I knew this book was about a male relationship going in, but I didn’t realize that Tanner, the main character was bi, and this affected me more than I was expecting. I myself am bi (and so is one of the authors of this novel, so it’s OwnVoices rep, even better!!), and bi representation in media really isn’t great, so seeing myself in this novel shook me more than I was expecting. More than it affecting me at my current point, where i’m very much assured in my sexuality, it made me wish so much that I had this book when I was in late middle school / early high school, where I didn’t even know being bi was a possibility, and I only discovered the name of it because of being entrenched in fandom culture on tumblr where I was then exposed to it and thought “wow, that’s me”. I grew up in an incredibly conservative family and town, one that still does not think i’m anything but straight, so to have read this book when I was young and unsure, would have been so powerful. Not to mention I think the arc of Sebastian dealing with the intersection of himself and his faith was very compelling, and realistic. It may seem harsh to some, but Christina and Lauren put a lot of research into this aspect of the book, and as someone who used to be very involved in church, it seemed like it was handled well.
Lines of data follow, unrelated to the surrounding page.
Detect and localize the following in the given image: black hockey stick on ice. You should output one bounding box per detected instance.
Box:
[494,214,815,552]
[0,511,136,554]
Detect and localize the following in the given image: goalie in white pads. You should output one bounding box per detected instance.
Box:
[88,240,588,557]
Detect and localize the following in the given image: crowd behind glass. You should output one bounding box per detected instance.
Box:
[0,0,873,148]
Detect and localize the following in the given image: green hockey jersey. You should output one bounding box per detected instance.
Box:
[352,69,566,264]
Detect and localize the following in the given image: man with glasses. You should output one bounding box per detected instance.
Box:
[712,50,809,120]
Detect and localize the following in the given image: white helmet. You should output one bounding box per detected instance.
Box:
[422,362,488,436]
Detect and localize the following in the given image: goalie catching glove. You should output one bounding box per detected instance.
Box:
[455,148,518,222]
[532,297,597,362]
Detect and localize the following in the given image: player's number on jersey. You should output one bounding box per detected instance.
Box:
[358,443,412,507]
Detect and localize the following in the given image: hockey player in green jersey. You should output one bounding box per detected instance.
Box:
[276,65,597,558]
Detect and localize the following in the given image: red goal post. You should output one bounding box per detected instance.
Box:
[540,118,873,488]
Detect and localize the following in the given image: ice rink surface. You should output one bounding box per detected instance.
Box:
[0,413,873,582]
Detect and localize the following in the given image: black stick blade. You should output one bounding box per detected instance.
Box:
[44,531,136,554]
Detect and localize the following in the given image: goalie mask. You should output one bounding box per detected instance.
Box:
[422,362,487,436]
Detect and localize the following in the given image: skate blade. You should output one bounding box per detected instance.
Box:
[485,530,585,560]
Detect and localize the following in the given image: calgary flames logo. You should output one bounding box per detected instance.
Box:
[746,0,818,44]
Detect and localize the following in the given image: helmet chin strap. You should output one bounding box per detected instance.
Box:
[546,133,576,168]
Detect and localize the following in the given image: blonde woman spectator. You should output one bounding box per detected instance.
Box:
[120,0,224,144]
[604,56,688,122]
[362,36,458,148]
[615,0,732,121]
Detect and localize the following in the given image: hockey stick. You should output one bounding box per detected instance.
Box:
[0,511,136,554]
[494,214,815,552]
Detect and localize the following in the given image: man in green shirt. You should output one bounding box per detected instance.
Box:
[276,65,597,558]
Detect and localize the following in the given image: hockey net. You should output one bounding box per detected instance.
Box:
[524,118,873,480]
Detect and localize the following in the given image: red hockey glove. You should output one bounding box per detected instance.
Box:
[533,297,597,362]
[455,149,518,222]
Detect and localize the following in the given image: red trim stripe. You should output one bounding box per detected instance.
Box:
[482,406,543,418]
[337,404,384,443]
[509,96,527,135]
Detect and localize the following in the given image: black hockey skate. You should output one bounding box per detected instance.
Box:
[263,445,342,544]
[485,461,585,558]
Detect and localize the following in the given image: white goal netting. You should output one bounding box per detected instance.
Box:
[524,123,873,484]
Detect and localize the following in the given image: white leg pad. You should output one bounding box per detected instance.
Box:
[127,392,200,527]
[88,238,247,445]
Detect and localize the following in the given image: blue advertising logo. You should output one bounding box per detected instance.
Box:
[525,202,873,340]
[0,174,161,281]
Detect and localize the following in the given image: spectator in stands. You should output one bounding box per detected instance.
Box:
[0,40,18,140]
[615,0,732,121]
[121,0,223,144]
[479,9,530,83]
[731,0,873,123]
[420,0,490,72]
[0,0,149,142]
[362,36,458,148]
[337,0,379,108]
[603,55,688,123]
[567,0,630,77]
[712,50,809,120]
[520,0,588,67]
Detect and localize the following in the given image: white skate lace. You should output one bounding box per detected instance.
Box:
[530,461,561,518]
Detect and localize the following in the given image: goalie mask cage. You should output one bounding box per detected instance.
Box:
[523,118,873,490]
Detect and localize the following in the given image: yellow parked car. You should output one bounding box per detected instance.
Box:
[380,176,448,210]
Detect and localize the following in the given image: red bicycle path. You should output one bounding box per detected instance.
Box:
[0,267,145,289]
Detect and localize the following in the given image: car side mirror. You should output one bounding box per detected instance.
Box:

It just made me really appreciate the book more, and made it feel more personal to me, and have much more meaning than “just a fluffy read” — which is still is in many, many points — it’s funny, and cute, and certainly not melodramatic. It was also more than that, but not overly more than that. I think this book was exactly what it was trying to be, not overly complicated or glamorous, and I appreciate that, and I also appreciate how it spoke to me personally, hence why I just can’t let it sit rounded down to 3 stars.